The landscape was so different from the hills and seascape surrounding Kilcairy. Instead of the relentless emerald I was used to, there were dozens of shades of textured green. Instead of rolling, gentle hills that eventually rose into peaks, mountains seemed to spring up from nowhere. There were sections of road that took my breath away, random patches of bright-red poppies growing between the lanes, rushing creeks, and the occasional random monument in the middle of a cow pasture. Throughout this landscape were little neighborhoods of house trailers, long metal boxes with windows.
“Haven’t you ever seen them before?” Jed asked as I stared at another configuration of trailers on a hill.
“On television, maybe, but never up close. They look so small from here.”
“It’s not so bad. I grew up in one.”
“What was that like?”
“Crowded,” he admitted. “I have this huge family: three brothers, a sister, and myself. We played outside just so we could breathe our own air.”
“Did you all get along?”
“For the most part. I’m closest with my oldest brother, Jim. Sometimes the extended family was a different story. We argue over the usual stuff, you know, who borrowed whose lawnmower, who pinched whose wife’s ass at Christmas.”
“Actually, I don’t believe ass pinching comes up in normal family discourse.”
“Well, you’re a Yankee. Who knows what y’all talk about,” he said. “We moved from Louisiana to Tennessee about three generations ago, and my grandpa never quite got over it.

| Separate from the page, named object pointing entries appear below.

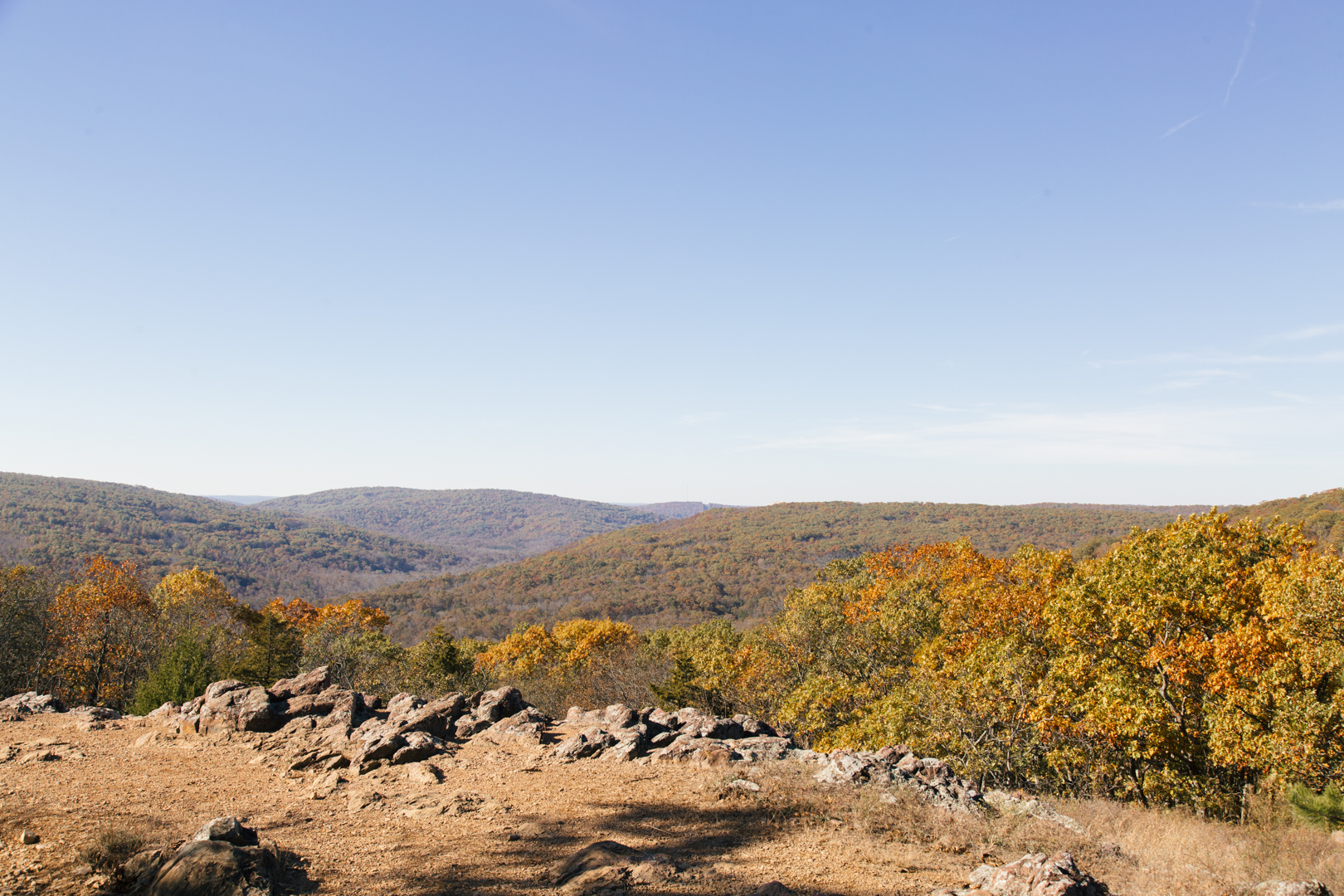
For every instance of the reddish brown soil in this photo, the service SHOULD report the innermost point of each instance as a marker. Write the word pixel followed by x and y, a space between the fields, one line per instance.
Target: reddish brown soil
pixel 524 813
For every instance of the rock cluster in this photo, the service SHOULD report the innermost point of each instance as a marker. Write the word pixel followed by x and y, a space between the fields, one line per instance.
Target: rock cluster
pixel 1032 874
pixel 901 767
pixel 340 728
pixel 222 859
pixel 682 737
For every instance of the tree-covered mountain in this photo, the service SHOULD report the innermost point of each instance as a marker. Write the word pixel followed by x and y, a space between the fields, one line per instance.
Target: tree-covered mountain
pixel 734 563
pixel 676 509
pixel 260 553
pixel 1320 514
pixel 485 525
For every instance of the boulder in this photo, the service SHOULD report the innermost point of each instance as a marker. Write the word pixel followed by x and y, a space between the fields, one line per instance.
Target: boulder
pixel 166 711
pixel 696 751
pixel 420 772
pixel 754 727
pixel 589 742
pixel 219 688
pixel 314 704
pixel 217 868
pixel 1038 874
pixel 241 709
pixel 418 746
pixel 402 704
pixel 527 727
pixel 498 704
pixel 308 683
pixel 606 867
pixel 620 716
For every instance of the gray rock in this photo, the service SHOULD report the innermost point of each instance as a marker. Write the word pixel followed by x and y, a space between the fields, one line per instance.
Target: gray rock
pixel 420 772
pixel 216 868
pixel 308 683
pixel 585 743
pixel 418 746
pixel 229 830
pixel 1038 874
pixel 219 688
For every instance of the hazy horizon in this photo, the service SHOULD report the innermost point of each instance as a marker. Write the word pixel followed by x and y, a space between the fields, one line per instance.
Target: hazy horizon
pixel 752 251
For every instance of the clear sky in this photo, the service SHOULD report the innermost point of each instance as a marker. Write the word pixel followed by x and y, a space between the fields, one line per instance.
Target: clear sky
pixel 644 251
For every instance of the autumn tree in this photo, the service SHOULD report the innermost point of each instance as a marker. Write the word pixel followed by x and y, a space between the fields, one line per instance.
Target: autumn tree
pixel 105 624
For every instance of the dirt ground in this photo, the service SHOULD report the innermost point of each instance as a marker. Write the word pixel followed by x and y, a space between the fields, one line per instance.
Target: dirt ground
pixel 498 822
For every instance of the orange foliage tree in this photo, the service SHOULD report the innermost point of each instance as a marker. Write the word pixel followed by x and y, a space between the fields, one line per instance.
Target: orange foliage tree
pixel 104 622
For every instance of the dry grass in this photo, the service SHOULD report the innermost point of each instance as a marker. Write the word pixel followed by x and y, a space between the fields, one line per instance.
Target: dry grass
pixel 1161 852
pixel 112 846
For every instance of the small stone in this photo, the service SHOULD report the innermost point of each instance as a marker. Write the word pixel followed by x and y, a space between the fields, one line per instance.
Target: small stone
pixel 229 830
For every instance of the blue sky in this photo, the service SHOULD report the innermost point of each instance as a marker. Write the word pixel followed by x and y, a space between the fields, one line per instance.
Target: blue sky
pixel 739 253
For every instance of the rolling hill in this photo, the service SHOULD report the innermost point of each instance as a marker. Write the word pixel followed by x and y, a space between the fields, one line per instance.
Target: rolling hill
pixel 735 563
pixel 261 553
pixel 485 525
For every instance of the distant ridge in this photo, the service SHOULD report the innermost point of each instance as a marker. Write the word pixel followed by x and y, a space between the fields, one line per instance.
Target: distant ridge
pixel 261 555
pixel 1170 509
pixel 738 564
pixel 678 509
pixel 485 525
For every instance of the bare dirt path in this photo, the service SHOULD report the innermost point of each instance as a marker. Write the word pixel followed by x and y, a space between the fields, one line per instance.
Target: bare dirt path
pixel 499 821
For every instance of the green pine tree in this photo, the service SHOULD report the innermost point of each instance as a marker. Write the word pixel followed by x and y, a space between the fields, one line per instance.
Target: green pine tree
pixel 1322 809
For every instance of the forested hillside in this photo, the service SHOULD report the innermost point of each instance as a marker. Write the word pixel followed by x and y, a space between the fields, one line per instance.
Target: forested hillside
pixel 676 509
pixel 485 525
pixel 258 553
pixel 737 563
pixel 1322 514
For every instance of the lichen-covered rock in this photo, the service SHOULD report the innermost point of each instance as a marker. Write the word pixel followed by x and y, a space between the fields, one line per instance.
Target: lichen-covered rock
pixel 217 868
pixel 589 742
pixel 1036 874
pixel 308 683
pixel 241 709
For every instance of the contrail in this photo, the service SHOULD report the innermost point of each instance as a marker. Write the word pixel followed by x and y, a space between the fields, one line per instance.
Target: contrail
pixel 1246 49
pixel 1181 125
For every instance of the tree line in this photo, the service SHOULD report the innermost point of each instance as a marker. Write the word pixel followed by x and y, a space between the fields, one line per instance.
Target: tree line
pixel 1185 666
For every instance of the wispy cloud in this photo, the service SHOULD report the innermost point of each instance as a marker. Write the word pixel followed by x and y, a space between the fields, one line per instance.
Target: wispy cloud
pixel 1192 379
pixel 1307 332
pixel 1183 124
pixel 1220 359
pixel 1161 436
pixel 699 419
pixel 1333 204
pixel 1246 50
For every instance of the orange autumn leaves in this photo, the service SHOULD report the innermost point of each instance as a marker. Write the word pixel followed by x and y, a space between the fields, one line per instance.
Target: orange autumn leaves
pixel 106 629
pixel 1186 663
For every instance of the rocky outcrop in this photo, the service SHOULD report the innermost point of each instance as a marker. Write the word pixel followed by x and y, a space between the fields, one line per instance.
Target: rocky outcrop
pixel 1032 874
pixel 222 859
pixel 683 737
pixel 901 767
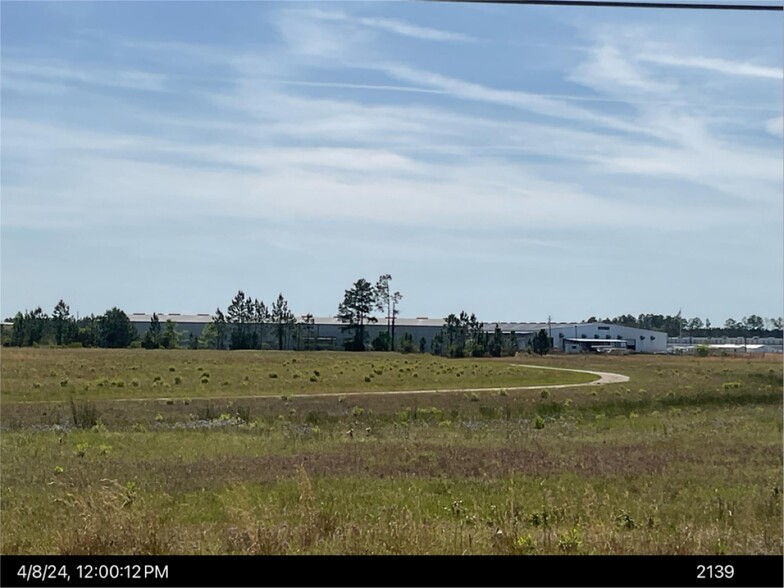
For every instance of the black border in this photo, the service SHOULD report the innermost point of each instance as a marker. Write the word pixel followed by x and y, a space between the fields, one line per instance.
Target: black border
pixel 336 570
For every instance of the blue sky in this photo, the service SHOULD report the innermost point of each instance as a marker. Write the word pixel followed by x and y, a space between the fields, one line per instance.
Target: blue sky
pixel 512 161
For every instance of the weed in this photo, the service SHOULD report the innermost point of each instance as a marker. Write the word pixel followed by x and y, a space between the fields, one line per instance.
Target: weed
pixel 83 414
pixel 81 449
pixel 207 413
pixel 570 541
pixel 243 413
pixel 525 544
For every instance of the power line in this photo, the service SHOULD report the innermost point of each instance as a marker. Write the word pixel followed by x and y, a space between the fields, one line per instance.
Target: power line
pixel 624 4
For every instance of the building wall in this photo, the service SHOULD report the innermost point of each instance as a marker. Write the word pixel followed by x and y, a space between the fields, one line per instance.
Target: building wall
pixel 331 335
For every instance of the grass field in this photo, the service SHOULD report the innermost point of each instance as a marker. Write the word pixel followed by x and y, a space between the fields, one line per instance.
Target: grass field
pixel 685 458
pixel 48 374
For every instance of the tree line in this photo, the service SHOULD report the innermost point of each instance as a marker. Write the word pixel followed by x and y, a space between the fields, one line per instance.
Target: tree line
pixel 677 326
pixel 248 323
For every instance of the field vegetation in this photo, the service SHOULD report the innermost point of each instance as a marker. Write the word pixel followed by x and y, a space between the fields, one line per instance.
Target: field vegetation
pixel 685 458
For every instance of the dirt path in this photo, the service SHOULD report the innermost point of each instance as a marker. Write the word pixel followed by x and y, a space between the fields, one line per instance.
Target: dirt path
pixel 602 378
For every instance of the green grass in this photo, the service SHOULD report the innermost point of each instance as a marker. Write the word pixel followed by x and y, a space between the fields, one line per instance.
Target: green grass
pixel 38 374
pixel 672 462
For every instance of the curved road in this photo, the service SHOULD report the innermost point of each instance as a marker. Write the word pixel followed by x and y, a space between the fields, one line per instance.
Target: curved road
pixel 602 378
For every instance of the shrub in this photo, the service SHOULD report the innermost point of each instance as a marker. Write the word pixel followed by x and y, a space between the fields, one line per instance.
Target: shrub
pixel 84 414
pixel 570 541
pixel 243 413
pixel 207 413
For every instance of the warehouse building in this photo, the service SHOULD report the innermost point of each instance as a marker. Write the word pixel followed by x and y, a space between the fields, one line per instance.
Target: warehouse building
pixel 328 333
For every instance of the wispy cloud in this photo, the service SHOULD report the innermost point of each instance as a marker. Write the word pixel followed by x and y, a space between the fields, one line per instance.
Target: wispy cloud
pixel 775 126
pixel 390 25
pixel 67 73
pixel 723 66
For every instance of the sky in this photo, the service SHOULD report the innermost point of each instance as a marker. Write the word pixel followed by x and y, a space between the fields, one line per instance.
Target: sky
pixel 517 162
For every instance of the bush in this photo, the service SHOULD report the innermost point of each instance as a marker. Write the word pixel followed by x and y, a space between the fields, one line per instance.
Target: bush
pixel 207 413
pixel 243 413
pixel 84 414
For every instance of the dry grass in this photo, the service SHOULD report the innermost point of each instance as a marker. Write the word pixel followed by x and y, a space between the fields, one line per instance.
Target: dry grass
pixel 672 462
pixel 56 374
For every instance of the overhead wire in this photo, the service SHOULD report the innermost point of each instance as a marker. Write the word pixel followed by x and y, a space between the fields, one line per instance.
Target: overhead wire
pixel 628 4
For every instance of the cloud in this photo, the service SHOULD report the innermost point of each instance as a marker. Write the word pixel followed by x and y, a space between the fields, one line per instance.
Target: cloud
pixel 63 72
pixel 609 69
pixel 517 99
pixel 775 126
pixel 723 66
pixel 389 25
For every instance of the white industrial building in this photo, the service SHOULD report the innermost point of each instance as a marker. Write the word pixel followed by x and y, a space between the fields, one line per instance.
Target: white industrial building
pixel 566 337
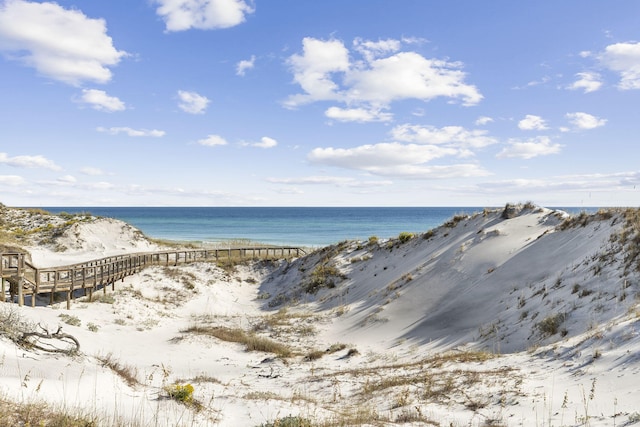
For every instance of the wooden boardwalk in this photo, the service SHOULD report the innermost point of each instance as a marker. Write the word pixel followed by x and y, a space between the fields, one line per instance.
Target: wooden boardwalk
pixel 27 280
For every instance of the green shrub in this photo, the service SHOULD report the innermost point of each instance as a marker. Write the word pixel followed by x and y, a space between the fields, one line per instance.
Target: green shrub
pixel 289 421
pixel 181 393
pixel 70 320
pixel 550 325
pixel 405 236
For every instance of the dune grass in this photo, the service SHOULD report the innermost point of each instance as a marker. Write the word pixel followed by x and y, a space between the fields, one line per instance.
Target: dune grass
pixel 251 341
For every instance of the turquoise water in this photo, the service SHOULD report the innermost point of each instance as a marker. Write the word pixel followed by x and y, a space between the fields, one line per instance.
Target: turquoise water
pixel 295 226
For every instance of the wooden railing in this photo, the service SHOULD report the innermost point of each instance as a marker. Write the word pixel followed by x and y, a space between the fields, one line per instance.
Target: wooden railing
pixel 25 279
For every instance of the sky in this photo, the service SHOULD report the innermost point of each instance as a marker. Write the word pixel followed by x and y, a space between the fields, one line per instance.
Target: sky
pixel 319 103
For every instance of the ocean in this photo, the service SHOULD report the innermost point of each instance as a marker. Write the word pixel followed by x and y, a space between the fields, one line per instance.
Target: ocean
pixel 291 226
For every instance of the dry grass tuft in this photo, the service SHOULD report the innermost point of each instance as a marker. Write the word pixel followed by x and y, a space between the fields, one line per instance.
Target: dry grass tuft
pixel 236 335
pixel 127 373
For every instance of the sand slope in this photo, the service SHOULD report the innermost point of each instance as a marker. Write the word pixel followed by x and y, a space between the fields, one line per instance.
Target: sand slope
pixel 500 318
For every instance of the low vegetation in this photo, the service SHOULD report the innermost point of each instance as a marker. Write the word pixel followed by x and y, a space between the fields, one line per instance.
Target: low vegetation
pixel 251 341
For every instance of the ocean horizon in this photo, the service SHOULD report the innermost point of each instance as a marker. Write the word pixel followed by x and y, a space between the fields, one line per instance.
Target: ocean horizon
pixel 290 226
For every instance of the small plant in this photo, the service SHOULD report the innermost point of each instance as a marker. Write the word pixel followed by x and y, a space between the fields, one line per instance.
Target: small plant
pixel 551 325
pixel 289 421
pixel 405 236
pixel 107 299
pixel 180 393
pixel 70 320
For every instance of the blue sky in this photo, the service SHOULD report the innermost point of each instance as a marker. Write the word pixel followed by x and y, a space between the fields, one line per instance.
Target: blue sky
pixel 319 103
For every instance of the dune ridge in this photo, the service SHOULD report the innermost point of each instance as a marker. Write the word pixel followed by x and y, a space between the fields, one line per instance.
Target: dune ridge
pixel 516 316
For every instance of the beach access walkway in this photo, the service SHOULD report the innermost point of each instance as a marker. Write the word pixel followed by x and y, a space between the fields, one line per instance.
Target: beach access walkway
pixel 27 280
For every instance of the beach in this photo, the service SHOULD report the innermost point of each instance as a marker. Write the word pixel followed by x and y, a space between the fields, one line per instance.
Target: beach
pixel 522 316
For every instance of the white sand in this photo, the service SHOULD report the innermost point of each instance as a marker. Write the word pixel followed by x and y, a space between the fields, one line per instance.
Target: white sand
pixel 484 284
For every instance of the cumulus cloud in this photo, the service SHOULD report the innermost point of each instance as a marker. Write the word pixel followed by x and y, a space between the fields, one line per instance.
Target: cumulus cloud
pixel 531 122
pixel 213 141
pixel 92 171
pixel 99 100
pixel 132 132
pixel 265 142
pixel 180 15
pixel 338 181
pixel 29 162
pixel 371 50
pixel 325 72
pixel 12 180
pixel 244 65
pixel 67 179
pixel 623 58
pixel 483 120
pixel 585 121
pixel 587 81
pixel 411 153
pixel 561 183
pixel 360 115
pixel 192 102
pixel 61 44
pixel 528 149
pixel 374 157
pixel 452 136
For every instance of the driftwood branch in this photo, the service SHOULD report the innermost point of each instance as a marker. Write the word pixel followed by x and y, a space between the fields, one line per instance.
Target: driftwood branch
pixel 72 345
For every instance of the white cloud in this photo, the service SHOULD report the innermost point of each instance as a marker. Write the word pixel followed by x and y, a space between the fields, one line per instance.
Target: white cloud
pixel 564 183
pixel 265 142
pixel 452 136
pixel 12 180
pixel 67 179
pixel 531 122
pixel 483 120
pixel 62 44
pixel 180 15
pixel 360 115
pixel 338 181
pixel 325 72
pixel 587 81
pixel 29 162
pixel 192 102
pixel 92 171
pixel 585 121
pixel 213 141
pixel 371 50
pixel 244 65
pixel 408 75
pixel 373 157
pixel 132 132
pixel 539 146
pixel 623 58
pixel 99 100
pixel 313 69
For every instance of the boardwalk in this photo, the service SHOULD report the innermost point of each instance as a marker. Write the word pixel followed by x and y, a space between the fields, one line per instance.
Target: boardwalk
pixel 27 280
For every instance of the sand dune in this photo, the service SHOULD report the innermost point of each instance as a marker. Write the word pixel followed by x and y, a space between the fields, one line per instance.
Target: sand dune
pixel 506 317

He’s still pissed about it, to be honest with you, says he misses the bayou. It’s funny, ’cause he was a baby when the family moved away. He never really lived on the bayou. We’re the only family in Hazeltine with semi-Cajun accents. Anyway, we all settled on this farm in the 1920s. There was a main house, where my great-grandparents lived, and then we built a sort of complex of trailers around it.”
“I can sympathize,” I told him. “My family lives close together, too. Do you miss them?”
“Sometimes,” he admitted. “But there are other times when I appreciate having all those rooms to myself in the Hollow. Not being able to see the inside of my house from one end to the other is a good thing.”
“Gets a little lonely, though,” I mused. “Do you have a young possum enthusiast waiting for you back home? I have noticed the distinct lack of Hollow girls doing the walk of shame from your front door.”